Can't please all the people all of the time (Score:3, Insightful)
Yeah
Re:Can't please all the people all of the time (Score:2, Funny)
It's no big deal. If they get out of hand we can release genetically engineered rodents to eat them. And if they get out of control we'll release genetically engineered cats to eat them...
Re:Can't please all the people all of the time (Score:1)
Re:Can't please all the people all of the time (Score:1)
I can think of some political persuasions whom human pathogens might suit just fine....
Re:Can't please all the people all of the time (Score:2, Informative)
most of the "bugs" used in these projects have nothing to do with genetic engineering or some sort of weird "superbugs". The company that I work for, along with many others work on isolating bugs that are able to use certain "contaminants" as food sources.
They do so by making the environment that they live in more hospitable to them by changing factors such as pH, dissolved oxygen and the presence of nutrients.
There's nothing new about this, guys. And it's only scary if you don't take the time to read up on it. What IS scary is some of the crap that's in people's drinking water right now.
Re:Can't please all the people all of the time (Score:3, Interesting)
Now, when you go around engineering bugs, you are forgeting a couple o' things which might just turn back on you (preferably in a scarier and hungrier version).
For instance:
"These organisms are like nanomachines. We know their genetic code, hence the isntructions required to produce them bla bla bla" says the MIT guru. Yeah. The only problem is that microorganisms are not machines. Unlike machines, microorganisms have this annoying tendency of replicating. Plus, they mutate all the time. What if some little bugger genetically engineered to perpetrate cities and stuff develops taste for human flesh?
Furthermore, the ecosystem is more chaotic than most corporate executives believe. Maybe if you release some bug that say, eats toxic waste, this bug also render other bugs extinct. Maybe the bug is a carier for bacteria that kill me, you, and the other bug whose crap cures cancer and hasn't been discovered yet.
There is a solution to environmental pollution. Stop polluting the bloody environment that much! Use smaller cars, don't use CFC, find alternatives to oil, recycle. But these things do not immediately translate into money, so we get stupidities of all kinds instead. Money-making stupidities in fact...
Re:Can't please all the people all of the time (Score:2)
If they create the bugs to be gay/transgendered in nature, then they will please even more persuations.
Re:A linux user goes back by poopbot (Score:1)
Just the bot suffix should say enough.
Have bugs. (Score:1)
here we go (Score:1, Insightful)
This is not the correct way to go about fixing the environment. Throwing technology at a problem caused by technology is not going to work. Rather, we need to simplify our lives. Take a page from the Indians, and start harvesting and hunting our own food. Walk or ride horseback instead of driving. Weave your own clothes from skins.

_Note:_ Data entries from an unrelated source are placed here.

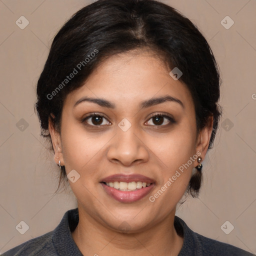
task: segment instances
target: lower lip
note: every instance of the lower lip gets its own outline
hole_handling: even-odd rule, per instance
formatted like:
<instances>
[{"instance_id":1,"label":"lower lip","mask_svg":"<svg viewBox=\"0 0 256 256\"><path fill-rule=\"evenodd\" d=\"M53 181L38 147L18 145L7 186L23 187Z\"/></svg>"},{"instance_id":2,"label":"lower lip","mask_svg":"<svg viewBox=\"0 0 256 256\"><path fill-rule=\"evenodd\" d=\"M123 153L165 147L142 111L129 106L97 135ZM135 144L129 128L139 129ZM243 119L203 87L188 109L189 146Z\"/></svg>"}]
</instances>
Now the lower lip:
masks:
<instances>
[{"instance_id":1,"label":"lower lip","mask_svg":"<svg viewBox=\"0 0 256 256\"><path fill-rule=\"evenodd\" d=\"M134 191L122 191L106 186L101 182L104 190L110 196L122 202L132 202L146 196L154 188L154 184Z\"/></svg>"}]
</instances>

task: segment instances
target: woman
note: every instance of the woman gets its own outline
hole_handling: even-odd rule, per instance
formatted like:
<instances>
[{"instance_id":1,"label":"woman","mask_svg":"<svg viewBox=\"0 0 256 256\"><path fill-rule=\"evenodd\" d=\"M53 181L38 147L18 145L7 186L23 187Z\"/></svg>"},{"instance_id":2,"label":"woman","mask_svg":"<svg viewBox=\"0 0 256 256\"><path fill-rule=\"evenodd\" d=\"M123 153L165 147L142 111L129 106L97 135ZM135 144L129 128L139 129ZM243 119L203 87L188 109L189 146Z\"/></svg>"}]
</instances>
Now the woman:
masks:
<instances>
[{"instance_id":1,"label":"woman","mask_svg":"<svg viewBox=\"0 0 256 256\"><path fill-rule=\"evenodd\" d=\"M198 196L221 114L217 65L188 18L154 0L99 0L55 36L37 94L59 186L78 208L4 256L252 255L175 216Z\"/></svg>"}]
</instances>

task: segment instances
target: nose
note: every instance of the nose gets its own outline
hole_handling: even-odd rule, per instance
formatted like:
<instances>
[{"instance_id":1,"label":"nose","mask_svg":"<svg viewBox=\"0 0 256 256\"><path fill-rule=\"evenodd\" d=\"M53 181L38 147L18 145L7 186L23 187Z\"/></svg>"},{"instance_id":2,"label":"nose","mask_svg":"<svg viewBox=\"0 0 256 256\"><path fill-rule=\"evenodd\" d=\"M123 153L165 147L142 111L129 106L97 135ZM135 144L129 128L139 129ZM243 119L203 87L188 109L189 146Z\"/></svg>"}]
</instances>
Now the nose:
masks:
<instances>
[{"instance_id":1,"label":"nose","mask_svg":"<svg viewBox=\"0 0 256 256\"><path fill-rule=\"evenodd\" d=\"M117 128L117 134L110 140L107 152L110 161L130 166L148 160L149 151L146 142L143 141L143 138L134 130L133 126L126 132Z\"/></svg>"}]
</instances>

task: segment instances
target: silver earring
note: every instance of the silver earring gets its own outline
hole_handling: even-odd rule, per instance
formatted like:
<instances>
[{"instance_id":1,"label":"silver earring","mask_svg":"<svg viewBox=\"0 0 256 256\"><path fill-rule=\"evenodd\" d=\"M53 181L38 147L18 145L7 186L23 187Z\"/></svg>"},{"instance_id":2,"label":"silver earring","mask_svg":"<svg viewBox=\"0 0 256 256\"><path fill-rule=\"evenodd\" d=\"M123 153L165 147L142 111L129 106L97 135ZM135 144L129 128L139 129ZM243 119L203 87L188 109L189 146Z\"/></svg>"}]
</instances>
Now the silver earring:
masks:
<instances>
[{"instance_id":1,"label":"silver earring","mask_svg":"<svg viewBox=\"0 0 256 256\"><path fill-rule=\"evenodd\" d=\"M202 158L200 158L200 156L199 156L199 158L198 158L198 163L200 163L200 162L201 162L201 160L202 160ZM201 172L202 170L202 165L201 164L199 164L198 166L196 166L196 169L199 170L199 172Z\"/></svg>"},{"instance_id":2,"label":"silver earring","mask_svg":"<svg viewBox=\"0 0 256 256\"><path fill-rule=\"evenodd\" d=\"M58 156L57 158L60 158ZM58 166L60 166L60 168L62 168L62 166L60 166L60 160L58 160Z\"/></svg>"}]
</instances>

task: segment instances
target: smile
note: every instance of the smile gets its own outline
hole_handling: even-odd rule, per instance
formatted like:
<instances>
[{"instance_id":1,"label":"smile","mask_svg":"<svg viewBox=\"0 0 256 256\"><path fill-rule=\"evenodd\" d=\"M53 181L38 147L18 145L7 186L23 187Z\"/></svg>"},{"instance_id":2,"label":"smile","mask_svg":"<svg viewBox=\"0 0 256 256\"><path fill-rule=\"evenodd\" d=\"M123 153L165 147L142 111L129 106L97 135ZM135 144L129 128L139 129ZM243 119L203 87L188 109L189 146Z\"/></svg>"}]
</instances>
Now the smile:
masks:
<instances>
[{"instance_id":1,"label":"smile","mask_svg":"<svg viewBox=\"0 0 256 256\"><path fill-rule=\"evenodd\" d=\"M142 182L104 182L105 184L110 188L114 188L116 190L121 191L134 191L136 190L140 190L142 188L149 186L151 183L146 183Z\"/></svg>"}]
</instances>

But don't don't don't develop flesh-eating microscoping robo-bugs!
Re:here we go (Score:1)
Yes, "living naturally" and drinking water you pulled out of hand-dug well with a bucket will eventually clean up the largest toxic waste dump...if you can find enough "living naturally" volunteers who don't mind ending up in the toxic graveyard.
Is there some special reason for you to think that bacteria designed to live on nuclear waste would want to eat your flesh?
Re:here we go (Score:1)
Re:here we go (Score:2, Insightful)
Yeah, it's called ALGAE. It's just a minor one, though. Probably just the most common orgsanism on the planet by biomass.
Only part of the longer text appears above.